Much like Blade Runner more than a decade later, the visual world of A Clockwork Orange is conceived as the future that might result if certain aspects of our present are extrapolated. With Ridley Scott's film, it is the threat of overpopulation, the environmental problems that would result, the intensification of social hierarchies, and the loss of humanity in a world dominated by machines. With Kubrick, it is the alienation of youth, the dehumanisation of mankind, and most chillingly the acceptance of the latter as a form of punishment or control.
Like all great dystopian science fiction, what matters is not the surface resemblance, but the reflection of underlying moral and social problems. It doesn't matter that young thugs now wear tracksuits and Burberry rather than jockstraps and bowler hats, just as Blade Runner isn't suddenly rendered irrelevant by the current absence of flying cars. The moral questions raised in this film are still controversial, and our society is no more enlightened or mature in its conceptions of justice, freedom or possible punishments.
While Kubrick's films have always been open to multiple interpretations, there are three general perspectives on A Clockwork Orange. The first sees it as a conservative work about youth, rebellion and the counter-culture. The film is either a reaction to the empowerment of young people, depicting them in entirely negative ways, or a call to arms of said young people which is darker, edgier and nastier than its hippie predecessors. Both views accuse the film of glorifying violence, with Roger Ebert calling it "a paranoid right-wing fantasy masquerading as an Orwellian warning". Whatever the knee-jerk appeal of this view, it is, like Ebert, well wide of the mark.
The second interpretation, which carries more weight, sees the film is a warning against state power, and how the use of reconditioning can undermine individual freedom to such a point that the whole notion becomes irrelevant. The prominence of socialist architecture in the film, such as concrete tunnels and high-rise flats, indicate a society emerging from failed social engineering, with a rise in "the old ultra-violence" being part of the fallout. This theory is consolidated in the use of nadsat, the slang language invented by Burgess which is a mixture of English and Russian, which in turn gives the film an even more unique and timeless feel.
Throughout his career Kubrick was fascinated by the social and political mechanisms which conspired to dehumanise and imprison individuals. Dr. Strangelove explored the absurdity of Mutually Assured Destruction, in which nuclear deterrents put at greater risk the very people they were designed to protect. In Full Metal Jacket he explored the techniques by which humans are turned into killing machines, and how said machines can so often turn on their masters.

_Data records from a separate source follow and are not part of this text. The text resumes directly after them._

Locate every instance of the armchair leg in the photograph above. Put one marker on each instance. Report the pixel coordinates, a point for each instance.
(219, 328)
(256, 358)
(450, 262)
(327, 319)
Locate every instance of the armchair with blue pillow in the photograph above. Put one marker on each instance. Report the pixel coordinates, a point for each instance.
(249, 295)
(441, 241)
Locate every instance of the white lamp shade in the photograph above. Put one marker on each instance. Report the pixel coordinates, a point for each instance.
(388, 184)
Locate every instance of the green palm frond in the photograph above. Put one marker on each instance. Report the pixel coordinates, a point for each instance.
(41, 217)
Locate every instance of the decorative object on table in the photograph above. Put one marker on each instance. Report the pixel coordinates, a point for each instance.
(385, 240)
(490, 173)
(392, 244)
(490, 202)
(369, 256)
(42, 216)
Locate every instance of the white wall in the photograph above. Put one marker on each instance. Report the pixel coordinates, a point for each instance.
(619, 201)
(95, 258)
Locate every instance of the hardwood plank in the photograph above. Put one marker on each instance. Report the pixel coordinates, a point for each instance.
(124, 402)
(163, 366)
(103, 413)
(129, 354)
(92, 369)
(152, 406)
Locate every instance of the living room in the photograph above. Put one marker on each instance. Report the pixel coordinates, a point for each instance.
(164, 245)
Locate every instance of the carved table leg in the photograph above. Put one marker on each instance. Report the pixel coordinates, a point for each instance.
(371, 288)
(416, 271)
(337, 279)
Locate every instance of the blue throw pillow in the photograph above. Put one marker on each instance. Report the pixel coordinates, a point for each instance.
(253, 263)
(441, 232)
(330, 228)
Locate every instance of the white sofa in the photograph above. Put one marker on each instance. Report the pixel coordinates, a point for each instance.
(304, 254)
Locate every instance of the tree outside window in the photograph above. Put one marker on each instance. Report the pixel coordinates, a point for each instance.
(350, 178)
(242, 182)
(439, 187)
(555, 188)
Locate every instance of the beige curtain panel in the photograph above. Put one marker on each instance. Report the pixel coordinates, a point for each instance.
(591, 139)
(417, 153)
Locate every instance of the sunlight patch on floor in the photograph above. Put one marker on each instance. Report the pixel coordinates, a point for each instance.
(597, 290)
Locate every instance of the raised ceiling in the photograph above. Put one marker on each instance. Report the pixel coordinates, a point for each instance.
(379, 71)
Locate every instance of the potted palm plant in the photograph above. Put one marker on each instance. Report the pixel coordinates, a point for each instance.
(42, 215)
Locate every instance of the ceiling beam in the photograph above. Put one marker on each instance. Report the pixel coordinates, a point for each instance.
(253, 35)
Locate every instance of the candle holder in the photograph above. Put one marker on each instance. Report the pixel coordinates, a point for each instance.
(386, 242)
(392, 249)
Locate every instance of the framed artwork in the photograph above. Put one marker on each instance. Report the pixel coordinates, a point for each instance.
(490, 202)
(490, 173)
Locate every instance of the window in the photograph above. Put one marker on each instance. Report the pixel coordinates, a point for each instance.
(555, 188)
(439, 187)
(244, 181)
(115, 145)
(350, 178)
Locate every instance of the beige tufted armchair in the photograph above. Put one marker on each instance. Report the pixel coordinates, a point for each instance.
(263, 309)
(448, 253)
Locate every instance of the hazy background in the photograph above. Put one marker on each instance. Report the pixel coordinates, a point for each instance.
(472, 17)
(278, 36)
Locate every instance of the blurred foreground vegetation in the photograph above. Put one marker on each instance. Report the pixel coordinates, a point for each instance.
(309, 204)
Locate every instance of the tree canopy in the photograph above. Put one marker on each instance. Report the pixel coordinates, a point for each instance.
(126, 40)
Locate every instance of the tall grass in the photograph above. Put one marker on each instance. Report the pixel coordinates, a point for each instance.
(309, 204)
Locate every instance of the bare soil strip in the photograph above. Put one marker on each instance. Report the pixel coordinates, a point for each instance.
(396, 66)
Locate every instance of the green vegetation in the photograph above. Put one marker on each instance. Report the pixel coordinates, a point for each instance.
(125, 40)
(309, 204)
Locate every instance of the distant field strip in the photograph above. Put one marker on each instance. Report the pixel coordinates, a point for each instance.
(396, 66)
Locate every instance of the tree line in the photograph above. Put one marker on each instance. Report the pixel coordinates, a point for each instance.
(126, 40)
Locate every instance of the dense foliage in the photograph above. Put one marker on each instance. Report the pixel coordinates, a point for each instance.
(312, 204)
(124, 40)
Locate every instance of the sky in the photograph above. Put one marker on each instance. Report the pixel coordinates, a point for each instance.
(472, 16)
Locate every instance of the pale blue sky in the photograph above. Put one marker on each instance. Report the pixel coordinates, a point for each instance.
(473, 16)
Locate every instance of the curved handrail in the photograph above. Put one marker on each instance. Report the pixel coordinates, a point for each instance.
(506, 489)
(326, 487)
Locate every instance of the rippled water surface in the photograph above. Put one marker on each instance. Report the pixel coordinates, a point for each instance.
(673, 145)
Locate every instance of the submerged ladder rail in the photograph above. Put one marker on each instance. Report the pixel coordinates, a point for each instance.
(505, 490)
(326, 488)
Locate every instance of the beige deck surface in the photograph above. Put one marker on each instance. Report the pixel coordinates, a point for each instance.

A Clockwork Orange is the most subversive of these examinations, using a guilty, twisted and depraved protagonist to reinforce the importance of choice and free will.
Having undergone the Ludovico Technique, Alex becomes the clockwork orange of Burgess' title: fleshy on the outside, but fatally mechanical on the inside. He is incapable of crime, but also incapable of other human actions such as self-defence and the appreciation of music. In order to prevent him from threatening society, the state have destroyed Alex's very self. He contemplates suicide for the simple reason that he cannot choose whether to be good or bad.
This brings us on the third and most radical interpretation. Where both the previous views argue over which party is the moral one, this school holds that morality has nothing to do with it. In this relativistic, almost Foucauldian interpretation, all of the relationships within the film are expressions of power, in which notions of right and wrong are invoked only to show who holds power over whom. The prison service, the Catholic priests, the doctors and Alex's droogs are all sources of discourse, wrestling endlessly for the right to set the rules.
The force which Alex exerts (beating up gangs and beggars) is counterpointed by the mental and psychological forces exerted on him, from being spat on in custody to near-drowning by his former droogs. Kubrick went on record as saying that the Minister and the radical writer differ "only in their dogma", with both wanting to exert power over Alex and through him control the opinions and actions of the public. The film explores how certain human acts, such as sex, have incurred double standards in favour of the rich and intellectual. Where Alex's conception of sex as "a bit of the old in-out" is criminalised, the powers-that-be have no problem with doctors having it off in hospital, or the cat-lady's phallic sculptures.
Whichever interpretation one leans towards, there is no denying A Clockwork Orange's power as a black comedy. The 'Singing In The Rain' sequence is perfectly executed, so that it shocks the first time round but then draws you in on the joke. Whether it's Alex's deranged social worker, the fraught dinner table talk with Patrick Magee, or Alex's ramblings in the hospital, it is damned impossible not to erupt into laughter. But like Dr. Strangelove, it is laughter laced with fear and deep discomfort, lest any part of what we see become reality.
It is equally impossible to talk about A Clockwork Orange without mentioning Malcolm McDowell. Having excelled in Lindsay Anderson's If...., he was the natural choice for the part, and even without his immense reputation he is simply perfect for every second he is on screen. His snarling, boyish looks, precocious posture and fabulous voice are all immaculate, and once you have seen him in that iconic costume, no-one else can ever carry it off.
Kubrick's direction in A Clockwork Orange is superb, both in its technical invention and its brilliant storytelling. He was often accused of being cold and clinical, being more interested in ideas than the human beings who embodied them. But so many of the film's high points are moments where the technical skill combines with deep connections to humanity. A good example comes in the lakeside scene, where Alex beats up his droogs in slow motion. This, coupled with dolly shots and close-ups, exaggerates the expressions of the characters and pulls you right into their pain, anguish and triumph.
A Clockwork Orange is the greatest film of the 1970s and the high point of Kubrick's illustrious career. It mesmerises from start to finish, flooding us with style and substance, and reinventing science fiction as it goes along. Malcolm McDowell is nothing short of stunning in the lead role, and the film is a good example of star and director working in harmony at the top of their respective games. In the end it is impossible to summarise all its glories in such a short space. Suffice to say, it ranks behind only Blade Runner as the greatest film of all time.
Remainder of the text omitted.